I take issue with the characterization of Scott Burton’s chairs found in James Cross Giblin’s Be Seated: A Book About Chairs. (The description may be accurate but the interpretation is unjust.)
Burton’s stone furniture has serious limitations. Since the pieces each weigh between eight hundred and three thousand pounds, they cannot be moved easily and usually stay wherever they are first set down. Also, their hard surfaces and sharp edges discourage sitters from remaining on them for more than a few minutes.
The illustration accompanying this commentary shows the solitary artist bundled up against a cool day with the granite tables and stools he designed for a plaza in New York City.

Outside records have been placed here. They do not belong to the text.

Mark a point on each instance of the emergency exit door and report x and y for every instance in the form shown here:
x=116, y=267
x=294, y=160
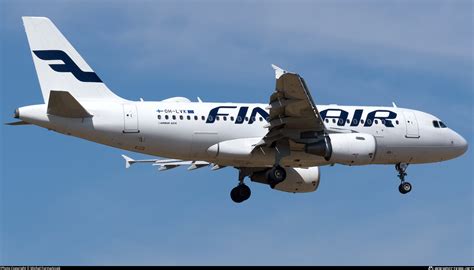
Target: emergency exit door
x=130, y=117
x=412, y=125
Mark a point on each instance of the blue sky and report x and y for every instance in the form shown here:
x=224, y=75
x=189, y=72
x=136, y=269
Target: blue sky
x=67, y=201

And so is offered up as visual proof that the furniture is not people-friendly.
The picture can also be interpreted to accentuate the function of outside furniture that must resist vandalism and accommodate shifting crowds. As well it looks beautiful even when the plaza is underpopulated.
Timing is everything. A sunny day and a mid-day crowd might present a different picture. Take for example the artist’s own words.
My work is often only activated at lunchtime. People don’t inhabit a public space except maybe at lunch time. I feel like, you know, I’m a lunch artist. [Source: Audio Program excerpt MoMA 2008]
A chair is not only a place to sit; it is also a place to visit.